Spektakel um Gier und Macht

Ein verurteilter Schauspieler (Jeffrey von Laun, links) spielt auf dem Schafott den Seefahrer Christoph Columbus und damit um sein Leben. Uwe Schwarz (kleines Bild) führt Regie.
Fotos Schaller

Ein verurteilter Schauspieler (Jeffrey von Laun, links) spielt auf dem Schafott den Seefahrer Christoph Columbus und damit um sein Leben. Uwe Schwarz (kleines Bild) führt Regie.   Foto Schaller

Kiel – „Dario Fos Stück über Columbus passt wunderbar in unsere Mythenreihe, außerdem habe ich dieses doppelbödige Volkstheaterspektakel schon seit Jahren auf dem Schirm“, sagt Norbert Aust, Leiter des Theaters im Werftpark, über die anstehende Premiere von „Isabella, drei Karavellen und ein Scharlatan“ am morgigen Freitag an seinem Haus.

1963 feierte das satirische Werk des italienischen Theater-Anarchisten und Literatur-Nobelpreisträgers Dario Fo in Mailand Uraufführung. Die deutsche Erstaufführung war 1979 in Kiel. Jetzt ist die pointenreiche Geschichte um den Seefahrer und seine Händel mit der machtlüsternen spanischen Königin Isabella und ihrem kriegstreiberischen Mann Ferdinand zurückgekehrt an die Kieler Förde.

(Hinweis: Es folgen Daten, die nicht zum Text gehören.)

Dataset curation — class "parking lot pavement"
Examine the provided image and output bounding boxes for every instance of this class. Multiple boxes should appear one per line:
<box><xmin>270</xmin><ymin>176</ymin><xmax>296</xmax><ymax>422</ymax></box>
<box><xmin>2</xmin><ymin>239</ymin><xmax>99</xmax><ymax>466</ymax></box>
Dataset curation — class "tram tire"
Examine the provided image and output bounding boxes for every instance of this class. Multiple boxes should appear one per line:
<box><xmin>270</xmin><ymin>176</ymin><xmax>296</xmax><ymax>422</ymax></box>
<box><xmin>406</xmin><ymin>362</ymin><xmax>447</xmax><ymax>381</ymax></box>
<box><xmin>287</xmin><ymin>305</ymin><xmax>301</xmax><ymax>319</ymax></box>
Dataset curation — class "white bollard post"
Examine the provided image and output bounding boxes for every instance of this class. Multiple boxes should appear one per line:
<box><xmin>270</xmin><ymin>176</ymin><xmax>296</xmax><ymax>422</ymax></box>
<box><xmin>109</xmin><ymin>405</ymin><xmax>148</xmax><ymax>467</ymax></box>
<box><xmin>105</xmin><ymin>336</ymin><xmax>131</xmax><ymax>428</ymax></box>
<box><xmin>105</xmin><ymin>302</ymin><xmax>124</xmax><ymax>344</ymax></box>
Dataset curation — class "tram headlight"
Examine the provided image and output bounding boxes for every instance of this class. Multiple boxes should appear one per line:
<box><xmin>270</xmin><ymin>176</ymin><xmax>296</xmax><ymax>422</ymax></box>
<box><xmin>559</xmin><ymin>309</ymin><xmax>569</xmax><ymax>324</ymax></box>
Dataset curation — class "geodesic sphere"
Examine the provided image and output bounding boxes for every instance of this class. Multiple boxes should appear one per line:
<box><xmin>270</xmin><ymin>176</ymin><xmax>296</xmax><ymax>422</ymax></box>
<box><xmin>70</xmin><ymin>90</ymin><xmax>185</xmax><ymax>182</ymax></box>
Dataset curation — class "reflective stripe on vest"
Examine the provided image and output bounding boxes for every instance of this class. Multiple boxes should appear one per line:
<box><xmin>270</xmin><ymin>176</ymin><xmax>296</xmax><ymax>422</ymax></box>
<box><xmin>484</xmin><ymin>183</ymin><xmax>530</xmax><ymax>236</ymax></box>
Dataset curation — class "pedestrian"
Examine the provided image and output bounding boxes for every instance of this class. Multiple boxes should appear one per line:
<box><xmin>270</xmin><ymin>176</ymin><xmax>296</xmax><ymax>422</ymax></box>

Das Ganze ist ein Spiel im Spiel: Ein Schauspieler steht auf dem Schafott der spanischen Inquisition. Doch um dem Todgeweihten zu beweisen, dass es trotz seiner Verurteilung keine Zensur gibt, soll er vor der Hinrichtung noch einmal eine Vorstellung geben – ausgerechnet ein Stück über Christoph Columbus, der schlitzohrig den Königshof dazu brachte, seine Entdeckungsreisen zu finanzieren. Als Columbus wider Erwarten die chronisch klammen Kassen seiner Dienstherren mit seinen Eroberungen nicht füllen konnte, machte man ihm den Prozess, genau wie dem Theatergaukler – und der Kreis schließt sich.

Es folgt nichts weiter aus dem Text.